Ancora Sivini: «Quello alla Royal Albert Hall, da cui è tratto il dvd, è stato ovviamente l’appuntamento più importante. Un po’ per il luogo, mitico per il rock. Un po’ perchè, per quanto mi riguarda, in un’unica serata di tre ore c’era da organizzare tutto: la fotografia per le riprese, le postazioni delle camere, il mixer video, la tipologia delle ottiche, i rapporti con i responsabili tecnici del teatro. Tutti inglesi, ovviamente, con i quali bisogna parlare nella loro lingua...».

Il risultato è qualitativamente di prima grandezza, tutto in HD, in linea dunque con le tecnologie più all’avanguardia. I brani proposti abbracciano tutta la lunga carriera del cantautore romano: da ”Questo piccolo grande amore” a ”Strada facendo”, da ”Poster” a ”Io me ne andrei”, da ”Avrai” a ”Mille giorni di te e di me”, da ”Amore bello” a ”La vita è adesso”...

«A Londra - prosegue il regista triestino - abbiamo lavorato in tutto tre giorni. Ma sono stati tre giorni molto intensi, ai quali è seguito il lavoro di post-produzione, che ho seguito personalmente. Ora che il dvd è uscito, posso dire di essere molto soddisfatto. Come soddisfatto è anche Claudio. E fra gli addetti ai lavori che hanno già visto il dvd ho raccolto solo commenti positivi...».

Il tour mondiale di Baglioni è partito il 6 marzo da Atlantic City. Dopo Londra, è proseguito in America Latina, Australia, Giappone e Cina. Un vero e proprio giro del mondo, insomma, per un artista italiano molto apprezzato anche all’estero. Poi il ritorno in Europa, con la pausa settembrina di O’Scià, il festival organizzato dallo stesso artista ogni a Lampedusa, ma anche le tappe in Austria e Spagna. Conclusione di nuovo negli States, a New York e Miami.

A Capodanno gran finale a Roma con il concerto ai Fori Imperiali, quello nel quale Venditti l’anno scorso ha fatto 150 mila presenze. Sivini vi sta già lavorando, montando un filmato richiestogli per l’occasione dal cantautore romano, che dopo i successi all’estero ovviamente non vuole sfigurare a casa sua...

«Lavoro con Baglioni ormai da diversi anni - conclude il regista triestino - e con lui è nato anche un bel rapporto di amicizia.
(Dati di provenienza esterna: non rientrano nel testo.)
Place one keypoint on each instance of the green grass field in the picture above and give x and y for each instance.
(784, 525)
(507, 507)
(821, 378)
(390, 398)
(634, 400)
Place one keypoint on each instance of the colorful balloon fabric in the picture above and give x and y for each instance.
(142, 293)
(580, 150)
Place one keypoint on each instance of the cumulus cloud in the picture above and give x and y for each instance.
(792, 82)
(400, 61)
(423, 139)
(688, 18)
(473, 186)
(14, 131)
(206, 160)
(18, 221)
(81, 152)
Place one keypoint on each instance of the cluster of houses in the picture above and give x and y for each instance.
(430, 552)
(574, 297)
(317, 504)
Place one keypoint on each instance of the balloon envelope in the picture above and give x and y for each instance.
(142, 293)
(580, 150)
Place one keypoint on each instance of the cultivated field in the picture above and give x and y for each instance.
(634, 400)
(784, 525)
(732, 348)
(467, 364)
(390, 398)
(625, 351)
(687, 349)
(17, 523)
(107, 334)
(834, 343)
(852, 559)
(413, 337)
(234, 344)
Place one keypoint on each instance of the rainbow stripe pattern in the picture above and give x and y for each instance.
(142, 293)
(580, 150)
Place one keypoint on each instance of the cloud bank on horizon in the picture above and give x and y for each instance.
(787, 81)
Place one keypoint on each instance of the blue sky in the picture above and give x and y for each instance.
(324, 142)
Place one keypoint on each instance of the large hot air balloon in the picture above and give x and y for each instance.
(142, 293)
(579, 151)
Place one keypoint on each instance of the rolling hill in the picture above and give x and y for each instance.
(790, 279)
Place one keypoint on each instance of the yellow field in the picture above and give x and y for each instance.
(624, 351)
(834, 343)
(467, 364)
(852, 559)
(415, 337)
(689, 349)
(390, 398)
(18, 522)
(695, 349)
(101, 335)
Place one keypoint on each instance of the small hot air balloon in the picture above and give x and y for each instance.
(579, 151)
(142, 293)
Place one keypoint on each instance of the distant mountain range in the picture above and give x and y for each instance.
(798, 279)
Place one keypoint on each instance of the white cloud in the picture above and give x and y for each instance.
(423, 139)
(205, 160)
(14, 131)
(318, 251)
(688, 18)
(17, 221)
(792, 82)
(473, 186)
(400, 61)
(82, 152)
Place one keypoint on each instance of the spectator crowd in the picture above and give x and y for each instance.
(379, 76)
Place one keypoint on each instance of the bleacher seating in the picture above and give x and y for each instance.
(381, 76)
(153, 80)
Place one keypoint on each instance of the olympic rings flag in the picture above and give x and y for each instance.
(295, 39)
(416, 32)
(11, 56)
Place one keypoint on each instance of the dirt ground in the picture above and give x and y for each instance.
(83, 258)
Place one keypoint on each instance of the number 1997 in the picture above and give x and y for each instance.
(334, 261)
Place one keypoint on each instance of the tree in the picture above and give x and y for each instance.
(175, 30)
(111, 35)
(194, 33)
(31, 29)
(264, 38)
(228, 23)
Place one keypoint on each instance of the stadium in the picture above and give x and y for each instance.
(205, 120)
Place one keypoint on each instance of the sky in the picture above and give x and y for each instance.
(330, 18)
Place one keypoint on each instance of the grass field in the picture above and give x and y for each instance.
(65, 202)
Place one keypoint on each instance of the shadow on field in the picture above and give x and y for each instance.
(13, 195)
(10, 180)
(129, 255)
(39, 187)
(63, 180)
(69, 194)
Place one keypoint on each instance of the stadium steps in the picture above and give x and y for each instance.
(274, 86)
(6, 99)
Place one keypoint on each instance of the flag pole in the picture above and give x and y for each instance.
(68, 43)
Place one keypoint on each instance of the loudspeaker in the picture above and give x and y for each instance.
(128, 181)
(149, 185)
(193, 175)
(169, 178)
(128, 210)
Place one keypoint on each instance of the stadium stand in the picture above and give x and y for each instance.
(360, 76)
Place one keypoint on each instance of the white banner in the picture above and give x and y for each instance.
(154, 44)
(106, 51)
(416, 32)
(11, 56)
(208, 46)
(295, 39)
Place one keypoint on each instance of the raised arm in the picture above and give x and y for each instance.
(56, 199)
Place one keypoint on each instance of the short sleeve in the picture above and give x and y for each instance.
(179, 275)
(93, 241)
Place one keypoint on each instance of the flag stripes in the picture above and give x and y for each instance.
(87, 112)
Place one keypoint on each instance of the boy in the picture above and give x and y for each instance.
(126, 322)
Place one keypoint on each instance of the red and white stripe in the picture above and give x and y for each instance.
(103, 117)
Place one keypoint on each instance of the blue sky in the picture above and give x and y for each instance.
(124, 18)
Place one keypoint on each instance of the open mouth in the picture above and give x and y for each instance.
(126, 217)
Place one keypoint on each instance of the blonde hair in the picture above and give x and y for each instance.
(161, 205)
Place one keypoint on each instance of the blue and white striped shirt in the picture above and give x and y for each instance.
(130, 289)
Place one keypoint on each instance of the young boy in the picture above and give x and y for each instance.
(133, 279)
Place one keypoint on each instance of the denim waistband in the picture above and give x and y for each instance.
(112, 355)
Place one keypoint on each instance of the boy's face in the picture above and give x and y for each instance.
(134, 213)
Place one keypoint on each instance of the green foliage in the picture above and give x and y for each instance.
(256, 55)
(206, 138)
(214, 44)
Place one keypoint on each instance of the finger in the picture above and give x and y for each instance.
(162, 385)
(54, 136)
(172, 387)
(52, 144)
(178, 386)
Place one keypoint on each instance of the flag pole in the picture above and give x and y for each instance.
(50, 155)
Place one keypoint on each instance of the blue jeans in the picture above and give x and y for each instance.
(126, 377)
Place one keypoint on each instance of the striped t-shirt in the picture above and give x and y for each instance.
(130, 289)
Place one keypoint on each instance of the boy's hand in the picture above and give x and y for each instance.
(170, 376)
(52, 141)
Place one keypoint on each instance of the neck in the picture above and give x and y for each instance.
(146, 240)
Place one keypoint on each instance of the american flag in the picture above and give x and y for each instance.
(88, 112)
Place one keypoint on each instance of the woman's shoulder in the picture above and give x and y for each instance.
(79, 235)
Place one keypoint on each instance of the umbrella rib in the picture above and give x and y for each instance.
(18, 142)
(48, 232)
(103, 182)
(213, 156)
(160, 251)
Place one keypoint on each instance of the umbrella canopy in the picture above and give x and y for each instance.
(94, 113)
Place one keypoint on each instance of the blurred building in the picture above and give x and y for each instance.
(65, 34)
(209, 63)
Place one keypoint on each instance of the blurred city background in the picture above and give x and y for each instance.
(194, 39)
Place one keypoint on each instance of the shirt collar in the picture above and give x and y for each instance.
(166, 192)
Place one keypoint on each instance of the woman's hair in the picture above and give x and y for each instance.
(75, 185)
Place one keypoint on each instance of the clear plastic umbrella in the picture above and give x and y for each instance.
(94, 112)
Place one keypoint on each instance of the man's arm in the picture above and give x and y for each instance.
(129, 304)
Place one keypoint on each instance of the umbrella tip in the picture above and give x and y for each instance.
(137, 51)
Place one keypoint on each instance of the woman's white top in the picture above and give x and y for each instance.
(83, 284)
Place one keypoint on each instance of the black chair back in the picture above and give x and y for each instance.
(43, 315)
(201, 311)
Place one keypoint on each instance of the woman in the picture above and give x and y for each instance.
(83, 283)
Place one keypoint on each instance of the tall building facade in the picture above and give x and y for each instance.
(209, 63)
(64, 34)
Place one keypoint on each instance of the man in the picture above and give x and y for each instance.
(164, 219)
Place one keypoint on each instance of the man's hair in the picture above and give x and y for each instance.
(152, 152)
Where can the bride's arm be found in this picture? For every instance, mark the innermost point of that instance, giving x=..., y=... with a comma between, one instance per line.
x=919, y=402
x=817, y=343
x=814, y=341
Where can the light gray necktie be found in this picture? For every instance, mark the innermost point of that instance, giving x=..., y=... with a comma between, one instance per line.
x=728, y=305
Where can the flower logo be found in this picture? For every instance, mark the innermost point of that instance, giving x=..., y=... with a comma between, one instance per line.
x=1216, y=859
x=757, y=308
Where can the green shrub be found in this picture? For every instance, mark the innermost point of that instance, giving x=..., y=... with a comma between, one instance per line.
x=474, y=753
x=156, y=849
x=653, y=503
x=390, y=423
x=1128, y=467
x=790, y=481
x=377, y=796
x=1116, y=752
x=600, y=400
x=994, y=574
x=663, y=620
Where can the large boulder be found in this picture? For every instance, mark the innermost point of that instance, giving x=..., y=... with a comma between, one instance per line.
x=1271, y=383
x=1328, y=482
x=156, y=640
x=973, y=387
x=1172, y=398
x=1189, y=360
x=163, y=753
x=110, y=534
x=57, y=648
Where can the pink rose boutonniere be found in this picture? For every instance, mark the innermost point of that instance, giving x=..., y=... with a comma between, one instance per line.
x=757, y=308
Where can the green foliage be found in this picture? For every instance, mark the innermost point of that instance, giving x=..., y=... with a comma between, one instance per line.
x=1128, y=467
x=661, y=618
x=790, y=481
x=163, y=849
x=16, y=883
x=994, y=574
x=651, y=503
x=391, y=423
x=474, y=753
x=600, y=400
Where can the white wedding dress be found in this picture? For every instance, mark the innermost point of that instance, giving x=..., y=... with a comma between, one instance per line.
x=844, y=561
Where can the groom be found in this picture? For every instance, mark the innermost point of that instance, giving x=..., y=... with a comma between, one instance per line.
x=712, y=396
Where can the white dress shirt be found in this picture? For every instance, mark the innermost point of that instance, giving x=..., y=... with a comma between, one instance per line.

Oltre alla stima per l’artista, gli sarò sempre grato per le esperienze professionali che ho fatto e sto facendo al suo fianco».

Negli anni, Sivini è riuscito anche a ”infilare” un po’ di Trieste in un dvd di Baglioni. Si tratta del triplo ”Crescendo e cercando”, uscito ormai sei anni fa, con tante immagini del nostro - purtroppo abbandonato - Porto Vecchio, dove il cantautore romano aveva tenuto un concerto, dal titolo ”Spazi nuovi per uomini nuovi”, nel settembre 2004. Da allora, Baglioni e Sivini hanno fatto ancora un bel tratto di strada assieme. Il Porto Vecchio, invece, aspetta sempre un destino diverso dall’abbandono.